One of our favorite things about it was the company's attention to, what Carnemark has coined, Livability, taking the idea of "accessible" or "universal" design and making it more applicable and approachable for the modern household.
Consider "Livability" When Designing Your Next Chicago Kitchen Remodel
Without meaning to, the terms accessible and universal have wound up becoming synonymous with "old people" and "the disabled". Thus, we find clients often discount these wise design approaches unless they actually have a disabled member of the family or are have attained an age where "aging in place" is a more tangible concept. In fact, as Carnemark points out, the idea of accessible or universal design,"is really about ‘livability’, which I define as designing common sense into any space."
While custom-designed kitchen and bathroom layouts, versatile countertop heights and convenient cabinetry are a part of a "livable" design, so too are home media systems and the ability to charge and access gadgets while working in the kitchen or getting ready at your bathroom vanity in the morning. All of these features create a livable home design that accommodates your immediate family, extended family members in all generations and the even further network created by friends.

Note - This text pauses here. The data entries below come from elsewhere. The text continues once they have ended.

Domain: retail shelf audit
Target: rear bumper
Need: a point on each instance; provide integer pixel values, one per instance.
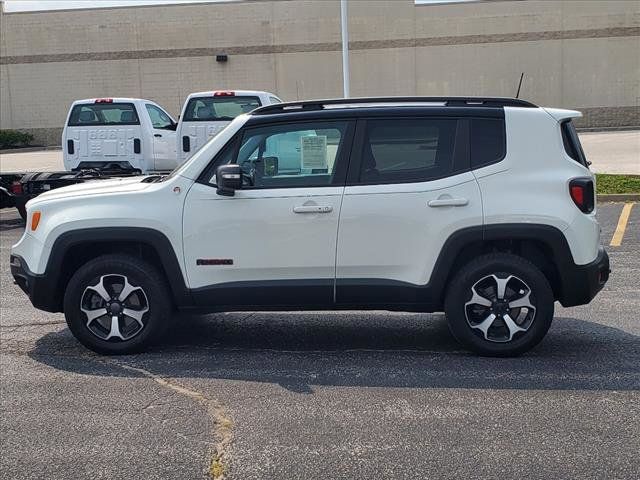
(40, 290)
(580, 283)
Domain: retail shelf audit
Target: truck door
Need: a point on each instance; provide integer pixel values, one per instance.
(205, 116)
(164, 138)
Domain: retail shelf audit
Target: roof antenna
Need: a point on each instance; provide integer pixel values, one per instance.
(519, 85)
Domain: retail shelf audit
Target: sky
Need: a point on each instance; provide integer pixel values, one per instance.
(31, 5)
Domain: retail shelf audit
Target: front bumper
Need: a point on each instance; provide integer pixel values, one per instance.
(581, 283)
(41, 291)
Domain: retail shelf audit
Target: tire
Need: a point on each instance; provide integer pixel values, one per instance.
(143, 311)
(521, 318)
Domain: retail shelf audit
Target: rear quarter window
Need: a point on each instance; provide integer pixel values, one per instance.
(488, 143)
(95, 114)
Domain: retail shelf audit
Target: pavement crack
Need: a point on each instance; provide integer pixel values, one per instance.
(222, 424)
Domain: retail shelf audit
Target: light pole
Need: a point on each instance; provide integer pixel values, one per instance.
(344, 27)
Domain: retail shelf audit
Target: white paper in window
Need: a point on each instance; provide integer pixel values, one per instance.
(314, 151)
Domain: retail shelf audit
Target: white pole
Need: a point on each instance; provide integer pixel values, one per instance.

Ideas to keep in mind when designing a "livable" Chicago kitchen remodel include things like:
Plenty of maneuverable space. Tight corners are difficult for those with mobility aids to maneuver but they make it more cramped for able-bodied people as well. Make sure your kitchen layout incorporates plenty of space for movement and flow to keep your kitchen more accessible for all.
Varied countertop heights. Do your little ones like to help out in the kitchen? Is there an elderly family member that may use a wheelchair in the foreseeable future? Having countertop heights built at varying levels can make your kitchen more user-friendly for family and friends of all ages.
Home audio and video. Whether your child is using his tablet or laptop while finishing a homework assignment or you're watching a YouTube video demonstrating a new recipe and cooking techniques, the livable modern home is equipped with audio, video, and lighting systems that accommodate a media-oriented lifestyle.
Sustainable features and fixtures. Part of a home being livable means that it provides a healthier and more sustainable life for its inhabitants. Thus, a livable design will also incorporate energy-saving appliances, cabinets and paints with low-VOC content, and materials that are conscientiously manufactured.